Готовить Татьяна, естественно, никогда не успевала и бывали периоды, когда месяцами она жила только на кофе с бутербродами: ей безконечно жаль было времени, которое каждый раз уходит на приготовление хоть самой немудрящей еды и после сомнительного удовольствия – мытьё горы грязной посуды! И посему – великая хвала тому ленивцу, который придумал консервы! И такая же тому, кто – пельмени! Потому что все холостяки, к которым с полным правом Татьяна относила и себя, просто вымерли бы или от постоянного поглощения еды всухомятку или, приобретя язву желудка – от голода, как мамонты!

Оставаясь на ночёвку у Лысого, Татьяна, кроме экономии времени на дорогу, обретала здесь и благословенный покой: никто из коллег и ни одна из подруг, не входящих в альпинистский круг, узнать номер домашнего телефона Лысого – не удостоились. Так что позвонить в квартиру Сергея, разыскивая Татьяну, могли только он сам (что, кстати, он и делал практически ежедневно, не найдя Татьяны дома) да Елена. А поскольку с Еленой у Татьяны были отношения (по неизвестной обеим причине!) – никакие, не вражеские, но и не подружкинские, даже не отношения коллег, то позвонить сюда она могла только в самом крайнем случае. Какового случая, тихо надеялась Татьяна, не выпадет в ближайшие сто лет!

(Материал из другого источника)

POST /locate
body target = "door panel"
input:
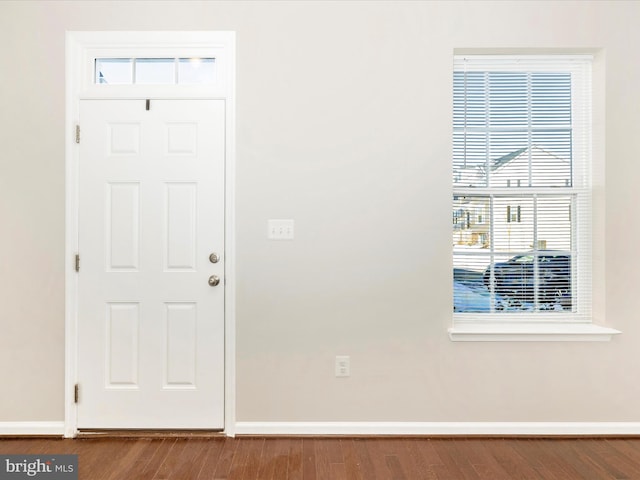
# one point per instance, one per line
(150, 328)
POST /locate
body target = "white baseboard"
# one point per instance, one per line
(32, 428)
(437, 428)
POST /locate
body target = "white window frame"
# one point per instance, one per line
(540, 326)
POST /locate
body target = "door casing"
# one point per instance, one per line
(81, 50)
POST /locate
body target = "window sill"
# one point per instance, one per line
(530, 332)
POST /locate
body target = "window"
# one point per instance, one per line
(522, 174)
(155, 71)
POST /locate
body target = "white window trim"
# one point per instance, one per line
(530, 332)
(471, 328)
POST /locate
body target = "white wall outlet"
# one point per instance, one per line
(343, 366)
(280, 229)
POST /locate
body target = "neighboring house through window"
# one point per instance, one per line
(522, 188)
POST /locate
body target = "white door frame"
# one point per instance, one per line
(81, 50)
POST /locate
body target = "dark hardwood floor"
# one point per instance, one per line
(342, 458)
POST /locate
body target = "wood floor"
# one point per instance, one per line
(342, 458)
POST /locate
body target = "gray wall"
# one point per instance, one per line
(343, 124)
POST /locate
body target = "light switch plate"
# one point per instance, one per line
(280, 229)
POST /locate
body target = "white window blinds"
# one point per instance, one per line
(522, 187)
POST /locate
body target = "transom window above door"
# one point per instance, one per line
(155, 71)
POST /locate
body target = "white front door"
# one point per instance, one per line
(151, 214)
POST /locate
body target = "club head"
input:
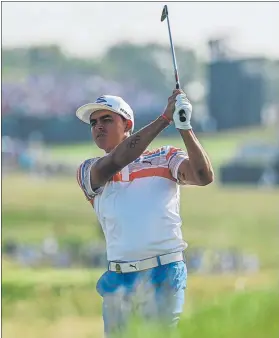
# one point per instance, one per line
(164, 13)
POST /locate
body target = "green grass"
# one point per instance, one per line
(220, 146)
(64, 303)
(213, 217)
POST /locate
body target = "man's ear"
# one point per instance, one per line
(128, 125)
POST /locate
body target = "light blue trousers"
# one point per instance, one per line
(154, 294)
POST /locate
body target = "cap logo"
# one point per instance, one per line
(103, 101)
(124, 111)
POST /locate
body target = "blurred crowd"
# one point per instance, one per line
(61, 94)
(32, 157)
(93, 255)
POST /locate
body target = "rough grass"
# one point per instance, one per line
(52, 304)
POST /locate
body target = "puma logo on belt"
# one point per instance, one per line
(133, 266)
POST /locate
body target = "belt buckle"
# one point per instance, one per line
(117, 268)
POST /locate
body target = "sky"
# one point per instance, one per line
(87, 29)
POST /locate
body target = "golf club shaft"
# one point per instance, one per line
(173, 57)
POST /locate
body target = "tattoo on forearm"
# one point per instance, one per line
(134, 142)
(201, 173)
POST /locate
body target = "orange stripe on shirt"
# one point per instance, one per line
(117, 177)
(79, 176)
(171, 152)
(150, 172)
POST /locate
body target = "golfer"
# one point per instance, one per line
(135, 195)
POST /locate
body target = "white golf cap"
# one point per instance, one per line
(108, 102)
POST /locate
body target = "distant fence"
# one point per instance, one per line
(64, 129)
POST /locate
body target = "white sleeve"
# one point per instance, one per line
(175, 157)
(83, 178)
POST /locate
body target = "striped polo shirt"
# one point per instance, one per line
(138, 208)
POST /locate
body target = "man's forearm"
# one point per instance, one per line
(198, 158)
(126, 152)
(133, 146)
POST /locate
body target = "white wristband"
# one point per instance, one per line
(182, 113)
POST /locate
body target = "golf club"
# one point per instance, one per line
(165, 15)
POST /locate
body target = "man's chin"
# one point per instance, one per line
(101, 143)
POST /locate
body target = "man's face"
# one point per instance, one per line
(108, 129)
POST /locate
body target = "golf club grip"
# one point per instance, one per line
(182, 115)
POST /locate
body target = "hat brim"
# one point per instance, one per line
(84, 112)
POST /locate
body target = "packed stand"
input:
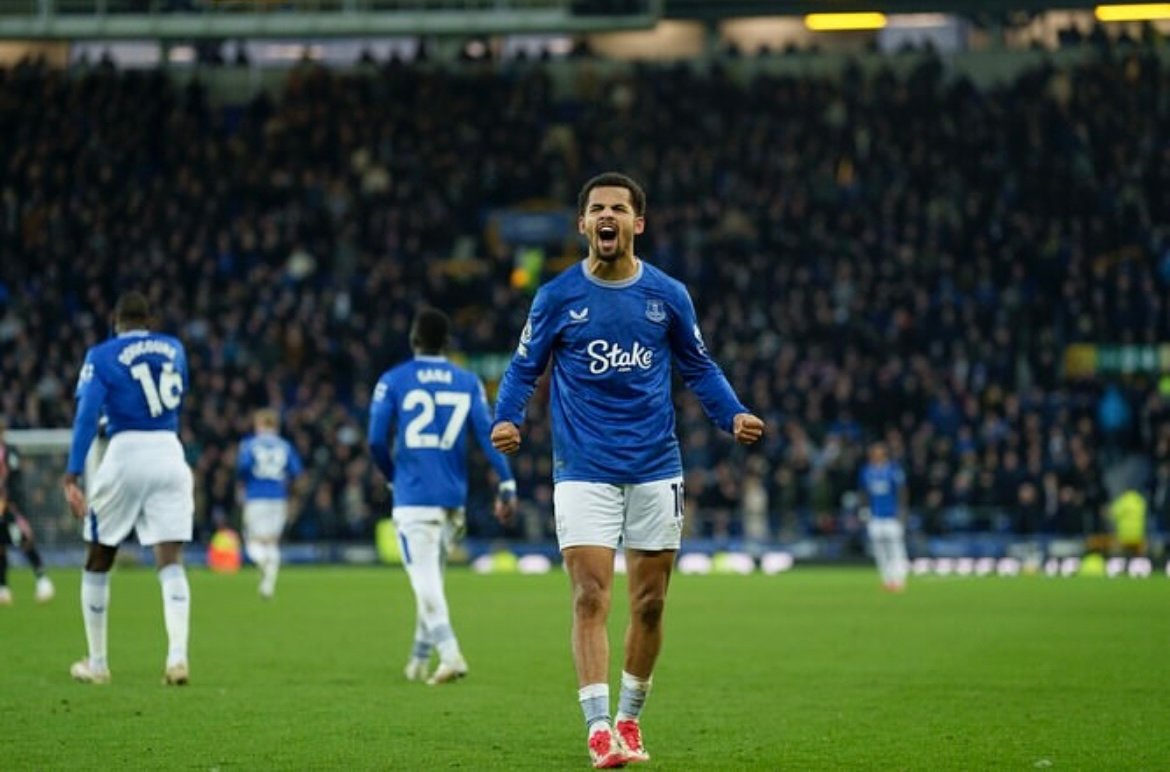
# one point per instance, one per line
(873, 256)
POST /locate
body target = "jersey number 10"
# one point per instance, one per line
(165, 394)
(418, 434)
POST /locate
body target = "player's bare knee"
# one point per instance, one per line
(591, 600)
(647, 612)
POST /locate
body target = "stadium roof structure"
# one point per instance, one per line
(240, 19)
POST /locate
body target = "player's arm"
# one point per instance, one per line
(243, 461)
(528, 363)
(903, 495)
(90, 398)
(383, 407)
(704, 378)
(298, 482)
(862, 496)
(481, 424)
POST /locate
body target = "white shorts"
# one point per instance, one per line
(640, 516)
(426, 524)
(265, 518)
(886, 528)
(143, 484)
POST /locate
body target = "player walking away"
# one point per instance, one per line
(143, 483)
(267, 466)
(427, 402)
(611, 326)
(14, 529)
(883, 496)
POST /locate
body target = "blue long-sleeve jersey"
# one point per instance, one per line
(882, 483)
(428, 402)
(611, 345)
(267, 463)
(137, 379)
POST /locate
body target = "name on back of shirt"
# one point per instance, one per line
(434, 376)
(143, 347)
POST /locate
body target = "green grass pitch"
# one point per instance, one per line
(810, 670)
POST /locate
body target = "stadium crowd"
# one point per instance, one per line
(873, 256)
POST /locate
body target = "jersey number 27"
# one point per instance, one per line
(420, 431)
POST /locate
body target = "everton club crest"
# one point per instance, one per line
(655, 311)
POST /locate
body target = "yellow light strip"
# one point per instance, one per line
(844, 21)
(1143, 12)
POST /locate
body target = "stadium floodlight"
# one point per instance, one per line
(1137, 12)
(845, 21)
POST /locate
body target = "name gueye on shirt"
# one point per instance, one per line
(612, 345)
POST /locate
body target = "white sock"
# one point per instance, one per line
(95, 604)
(632, 696)
(594, 700)
(255, 552)
(177, 611)
(272, 567)
(448, 645)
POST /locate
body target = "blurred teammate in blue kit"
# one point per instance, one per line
(428, 404)
(267, 466)
(136, 380)
(883, 493)
(611, 326)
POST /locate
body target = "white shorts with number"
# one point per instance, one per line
(641, 516)
(143, 484)
(265, 518)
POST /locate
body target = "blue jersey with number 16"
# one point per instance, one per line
(137, 380)
(429, 402)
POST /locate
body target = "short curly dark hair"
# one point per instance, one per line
(613, 179)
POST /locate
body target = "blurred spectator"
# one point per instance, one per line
(881, 256)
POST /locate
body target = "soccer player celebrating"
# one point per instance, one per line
(267, 464)
(143, 483)
(883, 500)
(427, 402)
(611, 326)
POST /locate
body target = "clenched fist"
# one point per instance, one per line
(745, 427)
(506, 438)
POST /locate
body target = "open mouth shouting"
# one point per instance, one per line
(607, 236)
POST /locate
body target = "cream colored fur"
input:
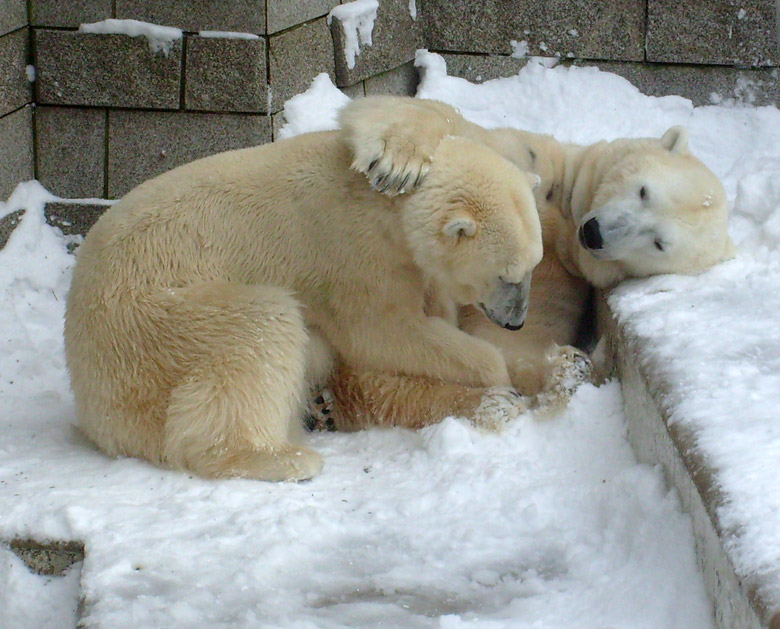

Потому что, пробыв полный рабочий (причём – ненормированный!) день в редакционном гаме, и самый жизнерадостный оптимист вынужден будет искать тихий угол. Чтобы, к примеру, восстановить нормальную деятельность барабанных перепонок и других разных органов, которыми должен, но от усталости и многократного перебора дозы кофе и сигарет перестал управлять головной мозг.

Лысый как раз в этот вечер позвонил и сообщил, что состояние командировочных дел, увы, пока не позволяет даже приблизительно прогнозировать относительно реальной даты, когда можно будет уйти в горы. Но Татьяна вымоталась уже настолько, что ей было практически всё равно: невозможно испортить настроение, которого нет… Если человеку хочется только одного-единственного: никого не видеть, ничего не слышать, ничего не говорить, ничего не делать – только полного, абсолютного уединения и покоя – никакие хорошие или плохие новости положения не изменят: степень усталости достигла предела!

Казалось бы – до чего же странно: некоторый человек ведёт здоровый (иногда) образ жизни, не жалуется на здоровье настолько, что даже не помнит точного адреса собственной поликлиники, систематически ходит в довольно трудные походы, причём маршруты этих походов пролегают исключительно в горной местности, часто ведут, в прямом смысле слова, по вертикали, при этом носит рюкзак весом практически в половину собственного, весь период в горах спокойно может обходиться сколько угодно времени минимумом того, в чём нуждается самый неприхотливый аскет, да ещё и неизменно излучает такую энергию счастья, удовольствия, прочих разных положительных эмоций – и падает от смертельной усталости, попахав всего месячишко на непыльной, интеллигентной работе! Загадка!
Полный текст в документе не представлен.